Wednesday, July 9, 2014

Anna Freud on Defense Mechanisms


Upon expanding her father's ideas, Anna Freud developed the theory of adolescent defense mechanism. She gave greater importance to puberty as a critical factor in character formation. Freud believed that adolescence was a universal phenomenon and included behavioural, social and emotional changes; not to mention the relationships between the physiological and psychological changes, and the influences on the self-image. Thus, physiological changes are related to emotional changes, especially an increase in negative emotions, such as moodiness, anxiety, loathing, tension and other forms of adolescent behaviour.

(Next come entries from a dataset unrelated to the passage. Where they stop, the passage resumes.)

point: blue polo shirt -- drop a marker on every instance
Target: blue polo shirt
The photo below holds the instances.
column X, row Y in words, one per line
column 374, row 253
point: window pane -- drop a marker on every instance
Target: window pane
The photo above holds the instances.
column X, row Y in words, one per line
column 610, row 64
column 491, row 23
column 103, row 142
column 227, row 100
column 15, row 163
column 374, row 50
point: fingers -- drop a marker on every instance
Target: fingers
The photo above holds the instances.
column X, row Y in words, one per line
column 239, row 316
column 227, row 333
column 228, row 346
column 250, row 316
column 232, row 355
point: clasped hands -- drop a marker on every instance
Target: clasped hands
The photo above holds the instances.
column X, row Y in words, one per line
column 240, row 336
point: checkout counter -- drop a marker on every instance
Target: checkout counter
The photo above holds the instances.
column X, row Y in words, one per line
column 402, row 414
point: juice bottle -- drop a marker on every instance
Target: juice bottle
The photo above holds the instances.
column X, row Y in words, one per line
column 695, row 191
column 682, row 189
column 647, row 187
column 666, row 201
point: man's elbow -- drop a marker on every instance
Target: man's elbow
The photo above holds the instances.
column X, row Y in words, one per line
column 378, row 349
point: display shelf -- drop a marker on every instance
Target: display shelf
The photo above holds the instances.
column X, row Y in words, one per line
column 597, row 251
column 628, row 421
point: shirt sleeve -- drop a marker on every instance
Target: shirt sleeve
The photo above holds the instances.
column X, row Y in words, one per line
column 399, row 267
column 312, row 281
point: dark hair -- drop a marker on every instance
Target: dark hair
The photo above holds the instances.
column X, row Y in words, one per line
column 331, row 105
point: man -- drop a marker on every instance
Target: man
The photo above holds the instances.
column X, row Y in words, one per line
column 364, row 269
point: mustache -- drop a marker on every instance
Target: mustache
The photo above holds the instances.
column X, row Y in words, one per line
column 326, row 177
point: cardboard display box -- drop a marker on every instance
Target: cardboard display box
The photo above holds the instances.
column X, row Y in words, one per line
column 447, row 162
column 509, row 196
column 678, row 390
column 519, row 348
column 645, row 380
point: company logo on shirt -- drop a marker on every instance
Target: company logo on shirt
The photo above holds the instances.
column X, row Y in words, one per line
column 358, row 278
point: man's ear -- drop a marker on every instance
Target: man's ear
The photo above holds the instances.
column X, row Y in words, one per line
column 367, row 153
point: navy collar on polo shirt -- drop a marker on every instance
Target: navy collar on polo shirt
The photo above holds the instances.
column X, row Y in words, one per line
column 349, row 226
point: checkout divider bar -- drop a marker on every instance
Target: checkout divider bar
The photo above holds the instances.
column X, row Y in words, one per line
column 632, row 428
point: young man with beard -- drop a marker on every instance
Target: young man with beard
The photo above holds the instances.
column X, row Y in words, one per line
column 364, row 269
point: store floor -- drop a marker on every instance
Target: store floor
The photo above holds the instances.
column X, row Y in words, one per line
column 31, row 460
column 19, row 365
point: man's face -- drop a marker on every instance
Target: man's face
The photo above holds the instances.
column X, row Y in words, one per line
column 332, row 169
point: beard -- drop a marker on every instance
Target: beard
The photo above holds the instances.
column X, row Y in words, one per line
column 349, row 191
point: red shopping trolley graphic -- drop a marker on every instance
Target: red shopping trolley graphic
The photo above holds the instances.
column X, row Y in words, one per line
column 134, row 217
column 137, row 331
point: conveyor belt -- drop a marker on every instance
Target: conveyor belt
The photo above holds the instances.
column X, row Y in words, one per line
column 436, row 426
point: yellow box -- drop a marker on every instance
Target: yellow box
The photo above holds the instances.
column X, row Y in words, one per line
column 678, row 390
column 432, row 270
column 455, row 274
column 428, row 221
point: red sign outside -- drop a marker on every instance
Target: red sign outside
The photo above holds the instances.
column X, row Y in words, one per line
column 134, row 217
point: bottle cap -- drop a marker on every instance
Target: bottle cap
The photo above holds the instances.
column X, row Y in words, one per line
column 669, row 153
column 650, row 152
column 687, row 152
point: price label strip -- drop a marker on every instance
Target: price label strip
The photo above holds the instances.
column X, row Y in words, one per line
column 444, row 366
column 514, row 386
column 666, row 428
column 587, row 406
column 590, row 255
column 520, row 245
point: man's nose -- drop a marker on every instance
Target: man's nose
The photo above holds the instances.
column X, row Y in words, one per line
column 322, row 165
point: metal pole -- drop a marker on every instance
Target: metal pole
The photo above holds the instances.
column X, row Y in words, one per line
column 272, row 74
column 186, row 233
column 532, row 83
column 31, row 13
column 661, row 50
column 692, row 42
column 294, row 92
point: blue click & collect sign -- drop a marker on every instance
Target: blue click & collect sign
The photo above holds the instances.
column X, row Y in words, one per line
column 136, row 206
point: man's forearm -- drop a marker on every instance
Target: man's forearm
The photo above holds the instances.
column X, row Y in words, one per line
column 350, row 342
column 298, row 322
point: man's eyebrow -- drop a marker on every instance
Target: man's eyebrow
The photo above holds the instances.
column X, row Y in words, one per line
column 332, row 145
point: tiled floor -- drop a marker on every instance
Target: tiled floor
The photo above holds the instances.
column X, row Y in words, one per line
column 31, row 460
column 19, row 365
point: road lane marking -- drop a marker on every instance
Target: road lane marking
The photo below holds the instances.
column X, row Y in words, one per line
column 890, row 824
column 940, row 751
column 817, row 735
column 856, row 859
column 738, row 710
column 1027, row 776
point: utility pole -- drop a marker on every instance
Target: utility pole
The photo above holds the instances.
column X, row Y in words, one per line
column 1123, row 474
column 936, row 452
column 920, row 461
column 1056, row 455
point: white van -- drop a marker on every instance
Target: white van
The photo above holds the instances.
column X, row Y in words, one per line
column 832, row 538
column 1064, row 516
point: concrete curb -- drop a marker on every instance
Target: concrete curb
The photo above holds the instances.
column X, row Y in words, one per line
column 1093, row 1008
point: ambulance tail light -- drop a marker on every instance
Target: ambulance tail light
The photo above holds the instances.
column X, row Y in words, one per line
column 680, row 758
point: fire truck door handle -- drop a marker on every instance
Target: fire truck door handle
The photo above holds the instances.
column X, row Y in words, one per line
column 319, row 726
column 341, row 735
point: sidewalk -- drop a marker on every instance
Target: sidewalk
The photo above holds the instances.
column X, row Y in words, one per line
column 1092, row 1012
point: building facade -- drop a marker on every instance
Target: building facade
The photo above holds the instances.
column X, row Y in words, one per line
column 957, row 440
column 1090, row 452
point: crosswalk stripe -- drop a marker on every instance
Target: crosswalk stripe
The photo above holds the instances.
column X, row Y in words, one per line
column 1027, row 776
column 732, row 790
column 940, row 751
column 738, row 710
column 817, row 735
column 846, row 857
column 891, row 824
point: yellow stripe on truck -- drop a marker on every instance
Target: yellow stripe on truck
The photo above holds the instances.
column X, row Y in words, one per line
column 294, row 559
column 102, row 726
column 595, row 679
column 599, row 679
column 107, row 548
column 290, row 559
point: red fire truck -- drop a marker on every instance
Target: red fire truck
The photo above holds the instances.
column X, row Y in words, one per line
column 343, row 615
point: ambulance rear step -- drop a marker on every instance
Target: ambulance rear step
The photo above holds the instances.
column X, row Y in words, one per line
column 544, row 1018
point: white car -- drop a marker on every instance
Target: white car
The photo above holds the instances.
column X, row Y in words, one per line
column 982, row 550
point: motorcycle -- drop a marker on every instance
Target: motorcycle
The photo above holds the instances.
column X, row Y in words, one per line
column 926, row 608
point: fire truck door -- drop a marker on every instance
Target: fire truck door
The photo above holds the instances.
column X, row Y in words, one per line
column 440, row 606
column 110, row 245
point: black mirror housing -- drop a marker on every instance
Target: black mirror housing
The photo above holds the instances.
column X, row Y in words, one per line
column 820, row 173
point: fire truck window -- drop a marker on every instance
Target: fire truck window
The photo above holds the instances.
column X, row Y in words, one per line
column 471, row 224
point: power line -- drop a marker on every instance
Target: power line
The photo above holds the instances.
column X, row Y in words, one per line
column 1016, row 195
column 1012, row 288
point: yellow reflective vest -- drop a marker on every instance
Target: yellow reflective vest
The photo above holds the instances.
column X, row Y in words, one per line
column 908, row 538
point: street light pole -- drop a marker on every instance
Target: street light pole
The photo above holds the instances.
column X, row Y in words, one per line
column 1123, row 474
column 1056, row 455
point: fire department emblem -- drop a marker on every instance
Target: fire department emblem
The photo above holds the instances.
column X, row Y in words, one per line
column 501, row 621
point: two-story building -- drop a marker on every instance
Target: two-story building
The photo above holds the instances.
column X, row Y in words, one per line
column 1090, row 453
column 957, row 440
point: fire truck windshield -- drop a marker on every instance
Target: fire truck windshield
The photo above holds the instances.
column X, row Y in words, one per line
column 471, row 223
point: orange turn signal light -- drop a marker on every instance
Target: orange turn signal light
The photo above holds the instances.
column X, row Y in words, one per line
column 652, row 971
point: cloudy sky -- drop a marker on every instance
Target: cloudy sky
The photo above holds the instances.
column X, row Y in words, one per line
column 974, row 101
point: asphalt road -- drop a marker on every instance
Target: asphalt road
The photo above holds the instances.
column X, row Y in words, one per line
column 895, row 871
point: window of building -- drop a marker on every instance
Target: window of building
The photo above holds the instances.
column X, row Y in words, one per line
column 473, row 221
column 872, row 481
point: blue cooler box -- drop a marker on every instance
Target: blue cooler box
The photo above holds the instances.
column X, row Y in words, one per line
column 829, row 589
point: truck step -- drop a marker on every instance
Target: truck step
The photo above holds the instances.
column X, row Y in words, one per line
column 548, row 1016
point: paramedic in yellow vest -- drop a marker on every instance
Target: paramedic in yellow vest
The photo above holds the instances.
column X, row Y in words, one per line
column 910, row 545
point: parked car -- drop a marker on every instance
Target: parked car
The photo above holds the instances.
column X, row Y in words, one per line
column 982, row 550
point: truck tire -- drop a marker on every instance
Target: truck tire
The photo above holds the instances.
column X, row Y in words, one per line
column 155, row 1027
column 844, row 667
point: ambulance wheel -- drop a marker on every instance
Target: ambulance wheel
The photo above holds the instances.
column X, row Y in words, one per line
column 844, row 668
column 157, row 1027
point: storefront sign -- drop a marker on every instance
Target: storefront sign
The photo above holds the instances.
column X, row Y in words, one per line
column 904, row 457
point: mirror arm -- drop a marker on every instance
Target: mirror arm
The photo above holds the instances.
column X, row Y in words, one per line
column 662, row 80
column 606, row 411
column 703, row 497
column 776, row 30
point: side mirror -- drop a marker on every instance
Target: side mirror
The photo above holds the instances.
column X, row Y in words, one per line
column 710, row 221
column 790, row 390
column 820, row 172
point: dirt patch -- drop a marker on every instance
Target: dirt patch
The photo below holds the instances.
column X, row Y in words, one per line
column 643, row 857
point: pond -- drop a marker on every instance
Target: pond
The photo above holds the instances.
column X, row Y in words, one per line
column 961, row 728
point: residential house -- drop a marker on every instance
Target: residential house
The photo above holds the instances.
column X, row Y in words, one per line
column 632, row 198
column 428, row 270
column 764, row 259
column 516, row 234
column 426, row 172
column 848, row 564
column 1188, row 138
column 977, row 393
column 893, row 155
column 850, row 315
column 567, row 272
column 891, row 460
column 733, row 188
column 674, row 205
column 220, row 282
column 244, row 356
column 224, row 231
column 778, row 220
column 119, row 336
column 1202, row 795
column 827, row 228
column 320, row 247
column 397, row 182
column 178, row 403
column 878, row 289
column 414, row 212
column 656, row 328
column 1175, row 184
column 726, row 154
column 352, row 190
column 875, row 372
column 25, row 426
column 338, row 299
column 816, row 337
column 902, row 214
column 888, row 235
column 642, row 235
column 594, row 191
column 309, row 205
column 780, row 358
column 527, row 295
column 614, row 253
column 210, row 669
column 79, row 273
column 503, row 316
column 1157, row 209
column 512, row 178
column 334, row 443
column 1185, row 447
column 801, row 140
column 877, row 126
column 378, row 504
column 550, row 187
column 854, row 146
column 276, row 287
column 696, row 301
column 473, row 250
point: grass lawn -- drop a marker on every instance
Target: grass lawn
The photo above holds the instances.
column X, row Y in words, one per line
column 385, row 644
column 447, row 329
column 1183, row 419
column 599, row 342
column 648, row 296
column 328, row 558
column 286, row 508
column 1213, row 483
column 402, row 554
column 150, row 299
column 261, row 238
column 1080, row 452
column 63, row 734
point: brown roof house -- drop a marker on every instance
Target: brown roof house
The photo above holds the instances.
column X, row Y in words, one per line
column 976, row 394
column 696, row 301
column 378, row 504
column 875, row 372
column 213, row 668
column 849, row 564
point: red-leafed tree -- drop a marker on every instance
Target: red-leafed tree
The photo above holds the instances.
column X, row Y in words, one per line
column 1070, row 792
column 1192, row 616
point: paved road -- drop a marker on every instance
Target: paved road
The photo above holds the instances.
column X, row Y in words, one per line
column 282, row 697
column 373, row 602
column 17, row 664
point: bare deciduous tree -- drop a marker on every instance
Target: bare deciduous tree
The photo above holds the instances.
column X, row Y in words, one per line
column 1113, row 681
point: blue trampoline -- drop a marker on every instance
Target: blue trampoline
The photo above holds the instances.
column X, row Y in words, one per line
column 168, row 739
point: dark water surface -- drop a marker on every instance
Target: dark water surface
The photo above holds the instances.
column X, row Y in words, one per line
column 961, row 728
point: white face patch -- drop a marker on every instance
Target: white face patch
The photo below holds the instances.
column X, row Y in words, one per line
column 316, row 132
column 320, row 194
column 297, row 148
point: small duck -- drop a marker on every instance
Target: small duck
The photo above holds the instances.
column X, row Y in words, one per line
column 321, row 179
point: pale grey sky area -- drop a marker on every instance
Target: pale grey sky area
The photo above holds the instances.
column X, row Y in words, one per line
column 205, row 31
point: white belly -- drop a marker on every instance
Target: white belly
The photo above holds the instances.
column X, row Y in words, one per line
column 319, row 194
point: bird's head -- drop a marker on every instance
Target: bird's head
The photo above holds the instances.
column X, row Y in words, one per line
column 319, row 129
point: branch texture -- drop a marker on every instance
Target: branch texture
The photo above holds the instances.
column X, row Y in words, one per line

Anna Freud also placed more emphasis on the relationship between the id, the ego and the superego. What does this all mean? The painfully established balance between ego and id during the latency period is disturbed by puberty, and internal conflict results. On one hand, the id wants to fulfil its sexual and aggressive desires, but on the other hand, the superego has internalised society's views on what's moral and not — and the ego suffers to reconcile both ends. Thus, there is puberty conflict where the adolescent struggles to regain equilibrium. The resulting anxiety produces a variety of defense mechanisms, of which repression, asceticism and intellectualization are most common for coping with stress in adolescence. As a result of such psychological disequilibrium, adolescence was viewed as a state of flux, alternating between periods of high enthusiasm and utter despair between energy and lethargy, between altruism and self-centredness.



References:

Freud, A. (1948). The Ego and the Mechanism of Defense. New York, NY: International Universities Press.
Muuss, Rolf E. (1975). Theories of Adolescence (3rd Edition). New York: Random House.